In [1]: import numpy as np
In [2]: A = np.random.rand(256, 256)
In [3]: %timeit B = np.linalg.inv(A)
28.9 ms ± 325 µs per loop (mean ± std. dev. of 7 runs, 10 loops each)
In [4]: %timeit C = np.fft.fft2(A)
21.8 ms ± 705 µs per loop (mean ± std. dev. of 7 runs, 10 loops each)
In [4]: %timeit C = np.fft.fft2(A)
21.8 ms ± 705 µs per loop (mean ± std. dev. of 7 runs, 10 loops each)
In [5]: np.show_config()
blas_mkl_info:
NOT AVAILABLE
blis_info:
NOT AVAILABLE
openblas_info:
NOT AVAILABLE
atlas_3_10_blas_threads_info:
NOT AVAILABLE
atlas_3_10_blas_info:
NOT AVAILABLE
atlas_blas_threads_info:
NOT AVAILABLE
atlas_blas_info:
language = c
define_macros = [('HAVE_CBLAS', None), ('NO_ATLAS_INFO', -1)]
libraries = ['f77blas', 'cblas', 'atlas', 'f77blas', 'cblas']
library_dirs = ['/usr/lib/arm-linux-gnueabihf']
blas_opt_info:
language = c
define_macros = [('HAVE_CBLAS', None), ('NO_ATLAS_INFO', -1)]
libraries = ['f77blas', 'cblas', 'atlas', 'f77blas', 'cblas']
library_dirs = ['/usr/lib/arm-linux-gnueabihf']
lapack_mkl_info:
NOT AVAILABLE
openblas_lapack_info:
NOT AVAILABLE
openblas_clapack_info:
NOT AVAILABLE
flame_info:
NOT AVAILABLE
atlas_3_10_threads_info:
NOT AVAILABLE
atlas_3_10_info:
NOT AVAILABLE
atlas_threads_info:
NOT AVAILABLE
atlas_info:
language = f77
libraries = ['lapack', 'f77blas', 'cblas', 'atlas', 'f77blas', 'cblas']
library_dirs = ['/usr/lib/arm-linux-gnueabihf']

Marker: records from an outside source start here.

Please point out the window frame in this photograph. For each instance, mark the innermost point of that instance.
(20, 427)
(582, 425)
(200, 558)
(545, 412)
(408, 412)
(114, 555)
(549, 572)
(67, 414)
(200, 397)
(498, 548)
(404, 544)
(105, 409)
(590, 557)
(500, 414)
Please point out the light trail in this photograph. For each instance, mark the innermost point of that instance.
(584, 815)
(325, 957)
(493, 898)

define_macros = [('NO_ATLAS_INFO', -1)]
lapack_opt_info:
language = f77
libraries = ['lapack', 'f77blas', 'cblas', 'atlas', 'f77blas', 'cblas']

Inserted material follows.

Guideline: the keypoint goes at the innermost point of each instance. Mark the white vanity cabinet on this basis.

library_dirs = ['/usr/lib/arm-linux-gnueabihf']
define_macros = [('NO_ATLAS_INFO', -1)]
Code: Select all
In [4]: A = np.random.rand(256, 256)
In [5]: %timeit B = np.linalg.inv(A)
1.3 s ± 225 ms per loop (mean ± std. dev. of 7 runs, 1 loop each)
In [6]: %timeit C = np.fft.fft2(A)
13 ms ± 11.9 µs per loop (mean ± std. dev. of 7 runs, 100 loops each)
It looks like that the RasPi3 and RasPi4 react to the same binary in a significantly different way, and I have now no idea which way to look. Any advises or suggestions would be appreciated.